However, in the process of implementing the technical solution of the invention in the embodiments of the present application, the inventors of the present application find that the above-mentioned technology has at least the following technical problems:
the sensor identification in the prior art is easy to have device errors, and has the technical problems of low identification rate for complex scenes, low identification speed and inapplicability to real-time occasions.
Disclosure of Invention
The embodiment of the application provides a rapid scene recognition method and device in a complex environment, solves the technical problems that in the prior art, sensor recognition is easy to have device errors, the complex scene recognition rate is low, the recognition speed is low, and the method is not suitable for real-time occasions, achieves the technical effects of realizing embedded end deployment of a scene recognition model with high accuracy by using a high-efficiency deep neural network, and meeting the real-time performance, accuracy and rapidity of scene recognition.
In view of the foregoing problems, the embodiments of the present application provide a method and an apparatus for fast scene recognition in a complex environment.

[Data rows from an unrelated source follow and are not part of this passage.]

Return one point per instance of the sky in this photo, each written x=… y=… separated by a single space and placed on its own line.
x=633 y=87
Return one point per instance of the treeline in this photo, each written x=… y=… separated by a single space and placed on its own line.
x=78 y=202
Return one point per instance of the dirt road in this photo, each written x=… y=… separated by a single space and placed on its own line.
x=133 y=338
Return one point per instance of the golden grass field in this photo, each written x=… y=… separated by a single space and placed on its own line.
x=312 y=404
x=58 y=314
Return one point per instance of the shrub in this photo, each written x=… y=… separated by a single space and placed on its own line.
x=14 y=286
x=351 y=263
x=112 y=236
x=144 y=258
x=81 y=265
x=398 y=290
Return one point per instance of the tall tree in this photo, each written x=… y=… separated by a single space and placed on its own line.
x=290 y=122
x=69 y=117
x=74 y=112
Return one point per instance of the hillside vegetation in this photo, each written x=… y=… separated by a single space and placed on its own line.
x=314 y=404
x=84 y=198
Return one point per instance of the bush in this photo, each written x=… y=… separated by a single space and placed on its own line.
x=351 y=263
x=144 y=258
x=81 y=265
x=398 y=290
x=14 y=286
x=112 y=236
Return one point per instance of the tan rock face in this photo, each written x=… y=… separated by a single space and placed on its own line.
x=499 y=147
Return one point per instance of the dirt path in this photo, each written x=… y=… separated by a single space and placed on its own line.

In a first aspect, an embodiment of the present application provides a method for fast scene recognition in a complex environment, where the method is applied to a system for fast scene recognition in a complex environment, the system includes an image acquisition device, and the method includes; obtaining first image data by the image acquisition device; constructing a first scene recognition model through a GoogleNet network; network parameter training is carried out on the first scene recognition model on a self-built five-type terrain data set, and the first scene recognition model after convergence is obtained; carrying out transplantation deployment of the converged first scene recognition model at an embedded end through TensorRT; inputting the first image data into the converged first scene recognition model after deployment, and performing forward reasoning to obtain a recognition result.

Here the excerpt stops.